Original source: hash-index-storage-bitcask-_rebuild_index

Function: rebuildindex in hash-index-storage/bitcask.py

Date: 2026-05-28

Time: 18:57

`BitcaskStore.rebuildindex`

Purpose

This is the startup recovery method for the Bitcask store. When a BitcaskStore is opened against an existing data directory, rebuildindex reconstructs the in-memory hash index (self.keydir) by replaying all data files from disk. This is necessary because Bitcask's entire read path depends on the in-memory index — without it, the store has no way to locate any key's value on disk.

It exists because Bitcask trades startup cost for runtime simplicity: the index is never persisted as a standalone structure (except via optional hint files), so it must be rebuilt on every open.

Contract

Preconditions:

self.keydir is empty (or at least expected to be overwritten) — the method populates it additively without clearing first.
self.datadir exists and contains valid .data files for each ID in fileids.
self.filehandles is initialized (empty dict is fine — readers are opened lazily by get_reader).

Postconditions:

self.keydir contains exactly one KeyEntry per live key across all processed files. Tombstoned keys are absent.
Files are processed in ascending ID order, so later files' entries overwrite earlier ones — matching Bitcask's append-only semantics where the latest write wins.
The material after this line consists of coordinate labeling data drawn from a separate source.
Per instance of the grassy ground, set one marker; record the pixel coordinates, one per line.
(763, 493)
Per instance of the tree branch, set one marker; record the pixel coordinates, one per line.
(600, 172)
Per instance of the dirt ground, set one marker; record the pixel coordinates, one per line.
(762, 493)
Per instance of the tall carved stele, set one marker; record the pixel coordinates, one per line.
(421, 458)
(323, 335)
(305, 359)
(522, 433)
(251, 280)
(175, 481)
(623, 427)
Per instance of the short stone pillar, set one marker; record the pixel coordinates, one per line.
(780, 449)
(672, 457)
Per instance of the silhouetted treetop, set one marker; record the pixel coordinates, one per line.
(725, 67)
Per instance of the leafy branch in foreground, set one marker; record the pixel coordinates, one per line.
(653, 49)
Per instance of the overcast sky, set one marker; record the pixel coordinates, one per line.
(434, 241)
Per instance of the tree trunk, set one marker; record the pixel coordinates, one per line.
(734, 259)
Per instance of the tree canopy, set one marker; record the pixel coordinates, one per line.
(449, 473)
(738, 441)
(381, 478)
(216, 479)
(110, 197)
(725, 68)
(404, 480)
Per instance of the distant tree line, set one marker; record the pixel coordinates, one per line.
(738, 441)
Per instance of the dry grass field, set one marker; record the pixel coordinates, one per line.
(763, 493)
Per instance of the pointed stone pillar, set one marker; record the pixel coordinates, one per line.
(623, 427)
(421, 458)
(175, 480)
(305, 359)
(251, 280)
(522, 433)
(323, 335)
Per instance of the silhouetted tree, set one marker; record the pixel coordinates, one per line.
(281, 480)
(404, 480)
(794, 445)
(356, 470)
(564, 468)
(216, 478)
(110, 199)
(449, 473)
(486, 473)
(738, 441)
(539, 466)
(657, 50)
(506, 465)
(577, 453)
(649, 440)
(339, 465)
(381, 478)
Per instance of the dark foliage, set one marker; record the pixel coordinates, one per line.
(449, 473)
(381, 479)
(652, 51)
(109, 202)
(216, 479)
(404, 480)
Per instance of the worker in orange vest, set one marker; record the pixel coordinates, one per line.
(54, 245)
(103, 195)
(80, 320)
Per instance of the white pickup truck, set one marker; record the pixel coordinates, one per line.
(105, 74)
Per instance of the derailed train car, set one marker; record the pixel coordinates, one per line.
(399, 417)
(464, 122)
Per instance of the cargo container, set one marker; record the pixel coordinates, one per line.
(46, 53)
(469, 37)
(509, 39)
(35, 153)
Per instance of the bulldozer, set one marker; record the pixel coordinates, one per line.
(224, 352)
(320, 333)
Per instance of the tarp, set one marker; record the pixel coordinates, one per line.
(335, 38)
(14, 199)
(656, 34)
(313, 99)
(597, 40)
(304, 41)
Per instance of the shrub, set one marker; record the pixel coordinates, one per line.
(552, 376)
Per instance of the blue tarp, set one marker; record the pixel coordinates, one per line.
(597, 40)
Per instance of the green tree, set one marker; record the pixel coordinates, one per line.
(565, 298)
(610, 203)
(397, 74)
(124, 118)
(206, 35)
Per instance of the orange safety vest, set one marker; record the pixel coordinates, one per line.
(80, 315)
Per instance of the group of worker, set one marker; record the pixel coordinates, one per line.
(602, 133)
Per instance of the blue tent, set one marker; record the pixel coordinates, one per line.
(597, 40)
Invariant: After completion, for every key k in self.keydir, keydir[k] points to the most recent non-tombstone record for k across all scanned files.

Parameters

| Parameter | Type | Description |

|-----------|------|-------------|

| file_ids | list[int] | Numeric IDs of data files to scan (e.g., [0, 1, 3] corresponding to 0.data, 1.data, 3.data). Gaps are fine. The list does not need to be pre-sorted — the method sorts it internally. |

Edge cases:

Empty list: the loop body never executes; keydir stays empty. This is valid but never happens in practice — the caller (_init) only calls this when existingids is non-empty.
Single-element list: works correctly, just scans one file.

Return Value

None. The method mutates self.keydir in place.

Algorithm

1. Sort file IDs — sorted(file_ids) ensures files are processed oldest-first. This is critical: if key "x" appears in both file 0 and file 2, file 2's entry overwrites file 0's, leaving the latest value in the index.

2. For each file, choose the fast or slow path:

Fast path (hint file exists): Call loadhintfile(fid). Hint files contain pre-computed index entries (fileid, offset, size, timestamp, key) without the actual values, so they're smaller and faster to parse — no need to skip over value bytes.
Slow path (no hint file): Call scandatafile(fid). This sequentially reads every record header in the .data file, extracts the key and metadata, skips the value bytes, and builds index entries. It also handles tombstones (records with valsize == 0) by removing the key from keydir.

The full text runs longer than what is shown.